Robert Park (right) confronts an exponent of Voodoo Science (left).
Skewering practitioners of so-called "pseudoscience" is a perennial hobby for APS director of public affairs Robert Park, and many of his favorite targets are featured in his first book for a general audience, due out this spring from Oxford University Press. Three years in the making, Voodoo Science seeks to debunk many of today's most foolish and fraudulent scientific claims: magnetic therapy - whose sales topped $2 billion in 1999 - cold fusion, the Podkletnov gravity shield, free energy, and movements to build colonies in space, such as the notorious L5 Society. In the process, Park seeks to answer such questions as how otherwise respectable scientists can end up committing scientific fraud; how our evolutionary heritage makes us want to believe in an era when belief is a hindrance rather than a protective mechanism; and how the public can better distinguish pseudoscience from genuine breakthroughs.

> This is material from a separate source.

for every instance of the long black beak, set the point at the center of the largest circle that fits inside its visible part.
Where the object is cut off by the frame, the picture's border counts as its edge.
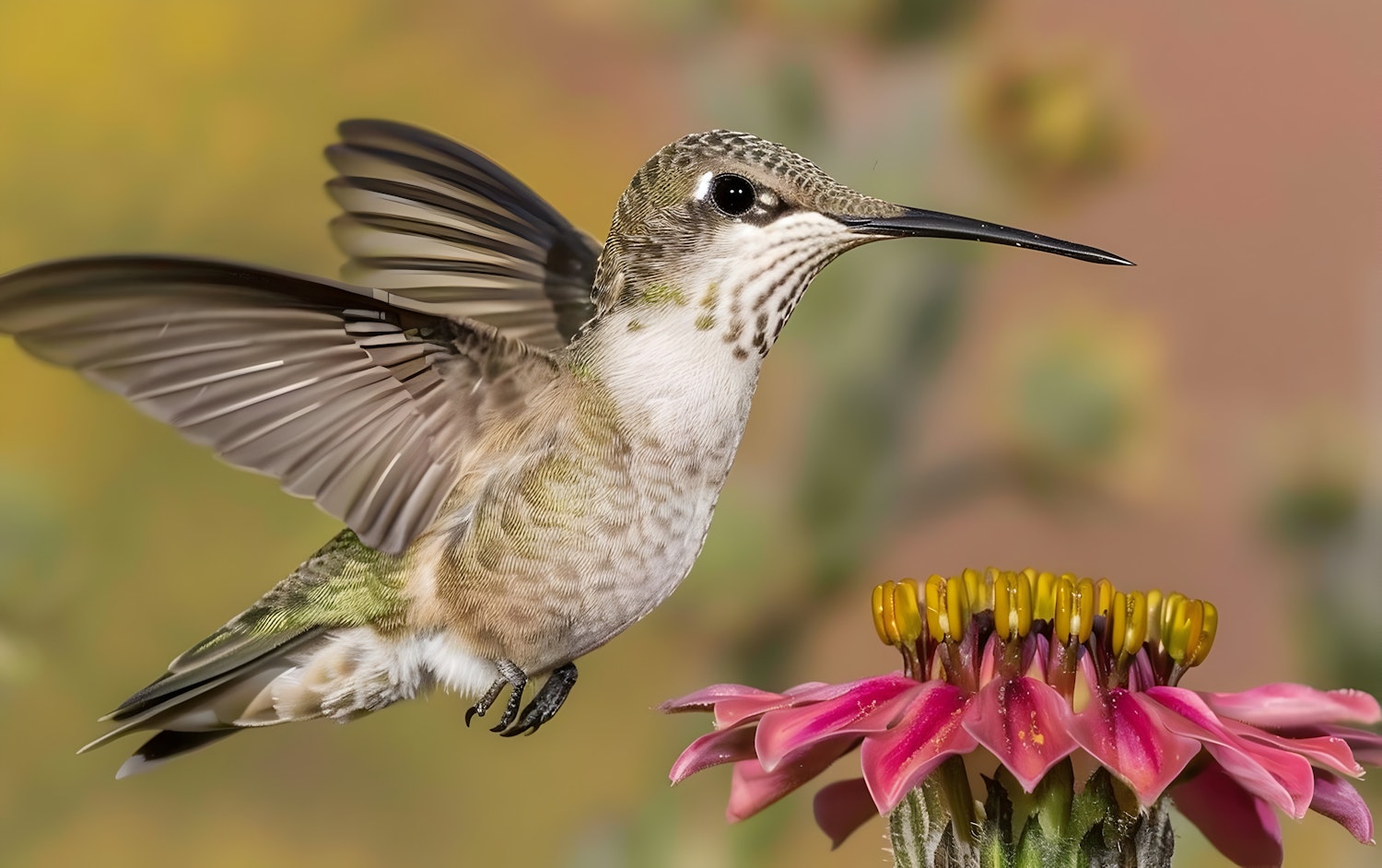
(919, 223)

Not surprisingly, many of the pseudoscientific examples detailed in the book are drawn from Park's prolific activities on behalf of the APS Office of Public Affairs, based in Washington, DC. In 1999 alone, he made 11 television appearances and 17 radio appearances on subjects ranging from Ballistic Missile Defense and polygraph testing to alternative medicine, space exploration and creationism. He also authored four opinion pieces for the New York Times, two full-page stories for the Washington Post, and delivered eight speeches or colloquia around the country - all in the name of educating the public about pseudoscientific foolishness and occasionally outright fraud.

In some cases, his efforts even resulted in government action. For example, when USA Today carried a full-page ad for the mysterious "Vitamin O," Park was the first to expose the product as nothing more than a solution of salt water in his weekly electronic newsletter, What's New. A subsequent interview on National Public Radio raised enough public pressure to cause the Federal Trade Commission to investigate. Last March the FTC charged the supplier with fraud and ultimately closed the company down. Similarly, Park's efforts to expose the fraudulent claims of free energy schemes - a movement which has achieved nearly cult-like status - led to the removal of State Department sponsorship of a free energy conference last April, and an investigation of the Patent and Trademark Office, resulting in the dismissal of the U.S. patent examiner who organized the conference.

And for all those pseudoscientists fond of citing Newton and Galileo as similarly misunderstood role models, Park has a typically pithy rejoinder: "It is not enough to wear the mantle of Galileo: that you be persecuted by an unkind establishment. You must also be right."